Stabilität bei Änderungen der Lebensumstände: Menschen durchleben im Laufe ihres Lebens verschiedene Phasen und Umstände, die ihren Versicherungsbedarf, aber auch ihre finanziellen Möglichkeiten verändern können. Es ist moralisch geboten, dass Versicherer flexibel auf diese Veränderungen reagieren und ihren Kunden weiterhin angemessenen Schutz bieten, ohne sie finanziell zu überfordern oder sie im Stich zu lassen, wenn sie am meisten auf den Schutz angewiesen sind.
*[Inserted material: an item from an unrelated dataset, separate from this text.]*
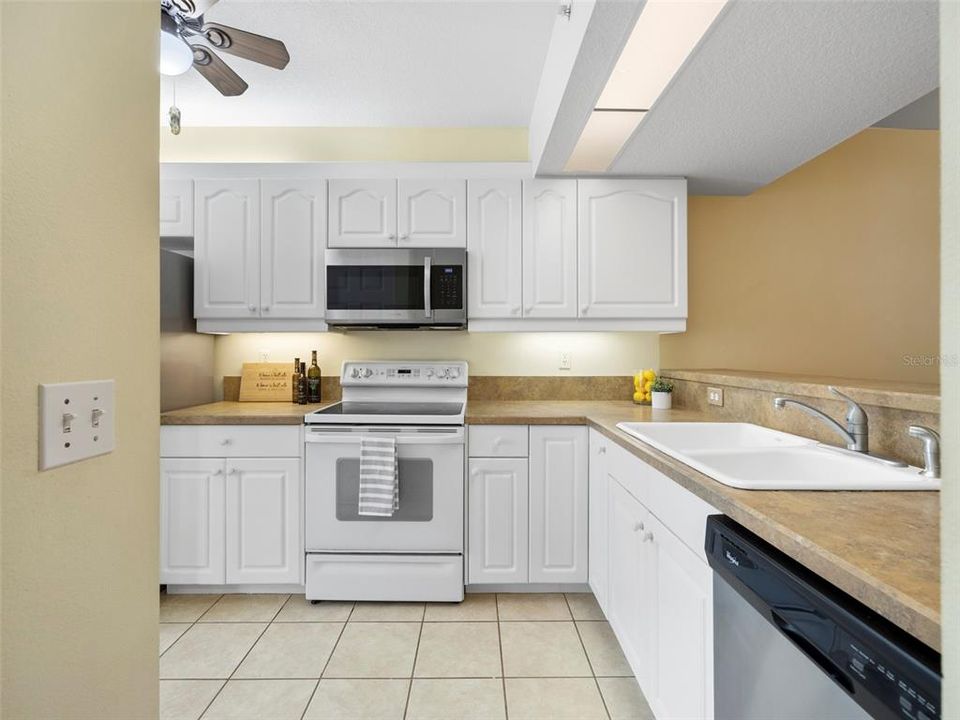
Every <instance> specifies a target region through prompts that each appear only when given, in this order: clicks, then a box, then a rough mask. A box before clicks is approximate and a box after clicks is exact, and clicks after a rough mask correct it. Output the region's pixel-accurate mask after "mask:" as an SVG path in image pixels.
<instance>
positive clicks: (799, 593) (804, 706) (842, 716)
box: [705, 515, 941, 720]
mask: <svg viewBox="0 0 960 720" xmlns="http://www.w3.org/2000/svg"><path fill="white" fill-rule="evenodd" d="M705 546H706V554H707V559H708V560H709V562H710V565H711V567H712V568H713V570H714V572H715V573H716V576H715V578H714V580H715V583H714V629H715V631H714V638H715V643H714V667H715V675H716V677H715V683H714V684H715V693H716V700H717V702H716V717H717V720H744V718H747V717H751V716H753V717H764V720H769V719H770V718H773V717H783V718H787V717H804V714H805V713H808V714H807V717H809V716H810V715H809V713H816V714H817V715H818V716H819V717H831V718H836V719H839V718H851V717H862V716H863V715H864V714H865V715H867V716H869V717H873V718H880V719H883V720H886V719H888V718H889V719H891V720H892V719H897V720H937V719H938V718H940V686H941V678H940V656H939V654H937V653H936V652H935V651H934V650H932V649H931V648H929V647H927V646H926V645H923V644H922V643H920V642H919V641H917V640H916V639H915V638H913V637H912V636H910V635H908V634H907V633H905V632H904V631H903V630H901V629H899V628H897V627H896V626H895V625H893V624H892V623H890V622H889V621H887V620H886V619H884V618H882V617H880V616H879V615H878V614H877V613H875V612H874V611H872V610H870V609H869V608H867V607H866V606H864V605H863V604H861V603H860V602H858V601H857V600H855V599H854V598H852V597H850V596H849V595H847V594H846V593H844V592H842V591H841V590H839V589H838V588H836V587H835V586H833V585H831V584H830V583H828V582H826V581H825V580H824V579H823V578H821V577H819V576H818V575H816V574H815V573H813V572H811V571H810V570H808V569H807V568H805V567H803V566H802V565H800V564H799V563H797V562H796V561H794V560H792V559H791V558H789V557H787V556H786V555H785V554H784V553H782V552H780V551H779V550H777V549H776V548H774V547H773V546H771V545H770V544H768V543H767V542H765V541H764V540H762V539H760V538H759V537H757V536H756V535H754V534H753V533H751V532H749V531H748V530H746V529H745V528H744V527H742V526H741V525H739V524H737V523H735V522H734V521H732V520H730V519H729V518H727V517H725V516H722V515H714V516H711V517H710V518H708V520H707V533H706V543H705ZM744 601H745V602H744ZM747 604H749V606H750V607H749V608H748V607H747ZM751 609H752V610H753V611H755V612H750V610H751ZM758 624H759V625H758ZM747 638H749V642H747V643H744V640H745V639H747ZM748 648H749V651H748V650H747V649H748ZM798 653H800V654H802V655H803V656H805V657H806V659H807V660H809V662H810V663H813V665H814V666H815V667H814V668H813V669H817V670H818V671H819V672H816V673H815V672H812V671H811V670H812V669H811V668H810V667H809V666H805V667H802V668H800V669H801V670H802V671H803V672H795V673H794V674H793V675H791V672H790V670H789V668H788V667H787V666H788V665H789V663H790V662H791V658H793V657H797V658H799V657H800V655H799V654H798ZM801 660H802V658H801ZM801 676H809V677H812V678H813V679H814V681H815V682H809V681H808V680H805V679H804V678H803V677H801ZM818 678H822V681H817V679H818ZM764 684H766V685H769V686H774V685H776V686H779V687H778V689H777V690H776V691H775V692H774V693H773V694H772V696H771V694H770V693H766V694H765V693H764V689H765V688H764V687H762V685H764ZM769 689H773V688H772V687H770V688H769ZM837 689H839V690H841V691H842V693H841V692H837ZM758 698H767V699H765V700H762V701H761V700H758ZM825 698H829V701H828V700H825ZM847 698H849V699H850V700H852V701H853V703H855V705H854V704H853V703H850V702H848V701H847ZM856 706H859V707H856ZM860 708H862V710H863V711H865V712H863V713H861V712H860Z"/></svg>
Resilienz bezieht sich also nicht nur auf die äußeren, sondern auch auf die inneren Lebensumstände der Kund*innen.
Aktuar*innen als Gestalter der Nachhaltigkeit
Letztlich gehört auch eine transparente und verständliche Kommunikation dazu. Greenwashing muss unter allen Umständen vermieden werden. Dazu muss der Kunde und die Kundin verstehen, was versicherbar ist und was nicht. Auch das gehört zur sozialen Verantwortung des Unternehmens – und definiert einen sauberen und fairen Beratungsprozess.
Dieses erweiterte Selbstverständnis, das Aktuar*innen als Architekt*innen sozialer Nachhaltigkeit neu positioniert, erfordert also nicht nur mathematisches Können, sondern auch eine tiefgreifende Professionsethik, die Gerechtigkeit, Fürsorge und Verlässlichkeit in den Mittelpunkt tagtäglicher Arbeit stellt. Das macht den Job nicht einfacher, erhöht aber die Attraktivität des Berufsstands – gerade für junge Fach- und Führungskräfte – und stärkt damit die öffentliche Wahrnehmung. Damit treten Aktuar*innen aus dem Schattendasein heraus – und werden zu unverzichtbaren Gestalter*innen einer nachhaltigen Zukunft.
*Auf Wunsch des Gastautors wird in diesem Artikel eine gendergerechte Sprache verwendet.